Angle Orthod. 2015 Jul;85(4):549-54. doi: 10.2319/051614-352.1. Epub 2014 Sep 10.
To investigate changes in maxillary alveolar bone thickness after maxillary incisor proclination and extrusion during anterior crossbite correction in a group of growing patients with Class III malocclusion.
Maxillary incisors of 15 growing patients with anterior crossbite were proclined and extruded with 0.016″ beta-titanium advancing loops and Class III elastics. Lateral cephalograms were recorded before advancement (T0) and 4 months after a normal overjet and overbite were achieved (T1). Changes in alveolar bone thickness surrounding the maxillary incisors at the crestal (S1), midroot (S2), and apical (S3) levels were measured using cone-beam computed tomography (CBCT). Paired t-tests were used to determine the significance of the changes. A Spearman rank correlation analysis was performed to explore the relationship between thickness changes and the rate and amount of incisor movements.
Although statistically significant decreases were observed in palatal and total bone thickness at the S2 and S3 level (P < .05), the amounts of these changes were clinically insignificant, ranging from 0.34 to 0.59 mm. Changes in labial bone thickness at all levels were not significant. Changes in palatal bone thickness at S3 were negatively correlated with changes in incisor inclination. (r = -0.71; P < .05).

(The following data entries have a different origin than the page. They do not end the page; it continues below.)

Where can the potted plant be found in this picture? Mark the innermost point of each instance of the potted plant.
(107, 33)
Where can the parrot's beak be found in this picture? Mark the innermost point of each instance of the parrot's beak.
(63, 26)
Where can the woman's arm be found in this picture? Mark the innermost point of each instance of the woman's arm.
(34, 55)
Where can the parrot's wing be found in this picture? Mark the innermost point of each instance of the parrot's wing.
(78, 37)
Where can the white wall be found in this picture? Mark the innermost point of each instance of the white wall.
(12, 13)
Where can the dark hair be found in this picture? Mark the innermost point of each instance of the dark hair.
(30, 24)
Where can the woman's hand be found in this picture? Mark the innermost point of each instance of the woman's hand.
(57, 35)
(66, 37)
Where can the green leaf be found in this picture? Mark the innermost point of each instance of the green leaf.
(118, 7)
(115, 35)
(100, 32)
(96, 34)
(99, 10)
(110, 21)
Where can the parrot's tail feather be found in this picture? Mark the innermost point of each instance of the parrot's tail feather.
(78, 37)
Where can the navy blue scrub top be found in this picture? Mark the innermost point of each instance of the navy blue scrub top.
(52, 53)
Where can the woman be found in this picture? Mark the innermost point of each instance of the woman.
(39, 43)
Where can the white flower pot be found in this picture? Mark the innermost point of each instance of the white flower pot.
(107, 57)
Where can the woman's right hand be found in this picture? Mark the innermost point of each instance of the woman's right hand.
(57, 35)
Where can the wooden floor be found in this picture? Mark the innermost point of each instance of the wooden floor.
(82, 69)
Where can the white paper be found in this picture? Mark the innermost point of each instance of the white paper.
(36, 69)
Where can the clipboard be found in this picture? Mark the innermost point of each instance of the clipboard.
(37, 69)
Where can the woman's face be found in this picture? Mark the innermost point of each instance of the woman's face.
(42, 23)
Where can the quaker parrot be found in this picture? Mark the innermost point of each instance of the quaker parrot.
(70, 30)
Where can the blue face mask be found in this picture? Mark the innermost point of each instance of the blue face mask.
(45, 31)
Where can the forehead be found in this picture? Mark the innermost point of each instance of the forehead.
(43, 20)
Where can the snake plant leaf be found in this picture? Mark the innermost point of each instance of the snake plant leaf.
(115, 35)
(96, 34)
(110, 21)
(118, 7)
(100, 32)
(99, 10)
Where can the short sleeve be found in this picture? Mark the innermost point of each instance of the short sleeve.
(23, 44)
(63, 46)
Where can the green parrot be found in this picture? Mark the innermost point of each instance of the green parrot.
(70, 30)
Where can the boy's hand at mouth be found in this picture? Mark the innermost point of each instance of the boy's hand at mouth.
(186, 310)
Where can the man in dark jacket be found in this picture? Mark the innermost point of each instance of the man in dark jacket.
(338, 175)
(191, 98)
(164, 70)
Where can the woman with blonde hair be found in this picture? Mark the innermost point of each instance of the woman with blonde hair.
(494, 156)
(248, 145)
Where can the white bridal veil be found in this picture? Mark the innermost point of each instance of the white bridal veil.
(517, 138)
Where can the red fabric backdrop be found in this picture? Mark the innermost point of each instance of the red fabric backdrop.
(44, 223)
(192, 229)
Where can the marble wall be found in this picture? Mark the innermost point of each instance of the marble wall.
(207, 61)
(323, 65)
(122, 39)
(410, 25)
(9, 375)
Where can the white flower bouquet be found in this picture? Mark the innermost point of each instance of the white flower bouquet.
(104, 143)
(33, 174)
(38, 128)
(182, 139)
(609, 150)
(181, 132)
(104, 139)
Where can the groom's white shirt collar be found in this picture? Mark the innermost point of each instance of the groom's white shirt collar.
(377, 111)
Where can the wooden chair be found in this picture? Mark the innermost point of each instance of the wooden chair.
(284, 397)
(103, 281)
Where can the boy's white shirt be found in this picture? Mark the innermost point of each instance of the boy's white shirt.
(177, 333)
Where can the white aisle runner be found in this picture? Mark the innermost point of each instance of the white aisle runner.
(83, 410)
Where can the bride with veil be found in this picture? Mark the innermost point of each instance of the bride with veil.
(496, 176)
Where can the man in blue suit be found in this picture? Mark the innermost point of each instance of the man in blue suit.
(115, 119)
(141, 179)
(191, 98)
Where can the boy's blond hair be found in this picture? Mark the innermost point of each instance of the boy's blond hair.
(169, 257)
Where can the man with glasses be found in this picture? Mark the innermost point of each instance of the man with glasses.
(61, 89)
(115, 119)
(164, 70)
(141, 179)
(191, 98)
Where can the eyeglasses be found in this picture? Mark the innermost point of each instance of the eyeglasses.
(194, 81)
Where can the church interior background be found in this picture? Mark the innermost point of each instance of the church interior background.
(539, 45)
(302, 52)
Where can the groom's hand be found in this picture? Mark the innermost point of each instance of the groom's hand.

In a group of growing patients with Class III malocclusion undergoing anterior crossbite correction, controlled tipping mechanics accompanied by extrusive force may produce successful tooth movement with minimal iatrogenic detriment to the alveolar bone.
研究一组生长发育期III类错牙合患者在纠正前牙反牙合过程中上颌切牙唇倾和伸长后上颌牙槽骨厚度的变化。
15例生长发育期前牙反牙合患者的上颌切牙通过0.016英寸的β钛推簧和III类牵引橡皮圈进行唇倾和伸长。在推簧前(T0)以及达到正常覆盖和覆牙合后4个月(T1)记录头颅侧位片。使用锥形束计算机断层扫描(CBCT)测量上颌切牙牙槽嵴顶(S1)、牙根中部(S2)和根尖(S3)水平处牙槽骨厚度的变化。采用配对t检验确定变化的显著性。进行Spearman等级相关分析以探讨厚度变化与切牙移动速率和移动量之间的关系。
虽然在S2和S3水平腭侧和总骨厚度有统计学显著下降(P < .05),但这些变化量在临床上无显著意义,范围为0.34至0.59毫米。各水平唇侧骨厚度变化不显著。S3水平腭侧骨厚度变化与切牙倾斜度变化呈负相关(r = -0.71;P < .05)。
在一组生长发育期III类错牙合患者进行前牙反牙合矫正时,伴有伸长力的控制性倾斜矫治力学可能会产生成功的牙齿移动,同时对牙槽骨造成的医源性损害最小。